Techniques of Keyboard Improvisation in the German Baroque and Their Implications for Today’s Pedagogy
This study undertakes a detailed investigation of certain trends of keyboard improvisational learning in the German Baroque. Despite the recent resurgence of interest in Baroque keyboard improvisation, there remains no sufficiently precise explanation of how improvisation can transcend the concatenation of memorized structures while still remaining pedagogically plausible. An answer is provided here in the form of a flexible and hierarchical model that draws an explicit distinction between long-range improvisational goals (dispositio), generic voice-leading progressions that accomplish these goals (elaboratio), and diminution techniques that apply motives to these progressions to yield a unique musical surface (decoratio). It demonstrates how a limited set of learned resources interact with one another during improvisation in virtually limitless ways.
Chapter 1 lays the groundwork for a discussion of improvisational memory by synthesizing cognitive accounts of expert behavior with historical accounts of memory. By narrowing our conception of memory to the precise sort demanded of a keyboard improviser, it establishes the need for a hierarchical and flexible account of improvisation. Chapter 2 responds to this need, presenting a three-tiered model and applying it to improvised pieces as well as to the Nova Instructio of Spiridione a Monte Carmelo.
Chapter 3 provides a much-needed account of the intersection between elaboratio and decoratio, complementing the to-date better codified research on the generic progressions themselves (e.g., partimenti, thoroughbass) by investigating the improvised diminution techniques that render their constituent voice-leading as a huge variety of musical surfaces. It offers the first detailed exposition of the mostly neglected, but hugely significant and highly sophisticated pedagogy of Michael Wiedeburg, which is demonstrated in sample improvisations. Chapter 4 explores imitative improvisation; it shows that the skills taught by the partimento fugue constitute part of a continuous lineage that reaches back into the Renaissance, and it investigates the improvisation of fugues without the assistance of such a shorthand. It also brings together and extends recent work on improvised canon, and elucidates the application of imitative improvisational techniques in sample improvisations.

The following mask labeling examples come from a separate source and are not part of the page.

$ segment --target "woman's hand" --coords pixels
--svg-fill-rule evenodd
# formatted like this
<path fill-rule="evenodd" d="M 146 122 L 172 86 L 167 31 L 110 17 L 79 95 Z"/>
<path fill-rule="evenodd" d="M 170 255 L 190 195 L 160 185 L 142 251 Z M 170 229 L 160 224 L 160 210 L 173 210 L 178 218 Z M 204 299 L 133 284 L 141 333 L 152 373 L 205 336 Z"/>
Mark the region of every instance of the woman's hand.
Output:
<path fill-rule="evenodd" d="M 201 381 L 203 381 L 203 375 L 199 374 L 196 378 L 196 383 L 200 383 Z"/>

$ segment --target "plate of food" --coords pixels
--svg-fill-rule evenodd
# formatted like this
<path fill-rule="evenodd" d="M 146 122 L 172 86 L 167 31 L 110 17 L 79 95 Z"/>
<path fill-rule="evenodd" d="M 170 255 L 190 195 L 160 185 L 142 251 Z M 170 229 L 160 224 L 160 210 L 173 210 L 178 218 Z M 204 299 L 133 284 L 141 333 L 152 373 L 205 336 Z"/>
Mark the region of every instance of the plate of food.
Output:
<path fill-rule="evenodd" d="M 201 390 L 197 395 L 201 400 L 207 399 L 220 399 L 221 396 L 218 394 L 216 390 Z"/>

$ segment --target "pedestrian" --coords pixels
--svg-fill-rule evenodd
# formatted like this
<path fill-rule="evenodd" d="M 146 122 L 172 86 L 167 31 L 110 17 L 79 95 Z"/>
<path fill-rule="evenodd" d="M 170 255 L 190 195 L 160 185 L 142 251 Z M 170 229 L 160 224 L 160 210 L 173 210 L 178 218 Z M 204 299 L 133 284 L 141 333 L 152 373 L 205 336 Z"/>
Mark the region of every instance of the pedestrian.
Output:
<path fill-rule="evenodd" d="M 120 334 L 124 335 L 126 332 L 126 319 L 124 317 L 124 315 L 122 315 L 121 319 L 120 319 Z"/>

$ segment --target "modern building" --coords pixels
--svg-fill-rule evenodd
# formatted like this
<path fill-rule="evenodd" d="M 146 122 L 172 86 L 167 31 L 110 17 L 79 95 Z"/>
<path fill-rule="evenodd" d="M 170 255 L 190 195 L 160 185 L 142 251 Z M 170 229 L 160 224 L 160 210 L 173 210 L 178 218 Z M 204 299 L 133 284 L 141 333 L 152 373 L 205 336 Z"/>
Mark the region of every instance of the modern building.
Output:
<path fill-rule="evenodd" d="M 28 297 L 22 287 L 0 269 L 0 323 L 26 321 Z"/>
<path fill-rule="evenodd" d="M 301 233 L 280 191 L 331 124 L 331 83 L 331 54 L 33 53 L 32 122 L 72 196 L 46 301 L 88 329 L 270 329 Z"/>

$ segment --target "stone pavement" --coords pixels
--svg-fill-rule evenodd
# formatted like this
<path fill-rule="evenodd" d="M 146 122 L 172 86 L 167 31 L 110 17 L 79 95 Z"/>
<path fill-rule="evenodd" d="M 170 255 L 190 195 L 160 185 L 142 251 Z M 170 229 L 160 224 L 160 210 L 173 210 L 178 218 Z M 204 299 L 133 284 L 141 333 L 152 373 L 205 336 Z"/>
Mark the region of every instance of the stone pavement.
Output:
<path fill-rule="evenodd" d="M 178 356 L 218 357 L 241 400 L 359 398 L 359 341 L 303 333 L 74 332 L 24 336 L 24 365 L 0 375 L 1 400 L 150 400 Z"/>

Chapter 5 offers a potential starting point for a modern-day pedagogical approach to stylistic keyboard improvisation, beginning at the bottom of the improvisational hierarchy (i.e., decoratio) with ground basses, and working toward the top (i.e., elaboratio and then dispositio) with the improvisation of minuets. Finally, it takes an important step toward understanding variation technique creatively by teaching students to riff on existing pieces from the literature. The aim of this research is not to discuss every pedagogical tradition of keyboard improvisation in the German Baroque, but rather to establish a clear conceptual framework for understanding the learning and the application of improvisational patterns and techniques. As such, it works toward coming to grips with the pedagogy, the practice, and the products of keyboard improvisation in that time and in our own.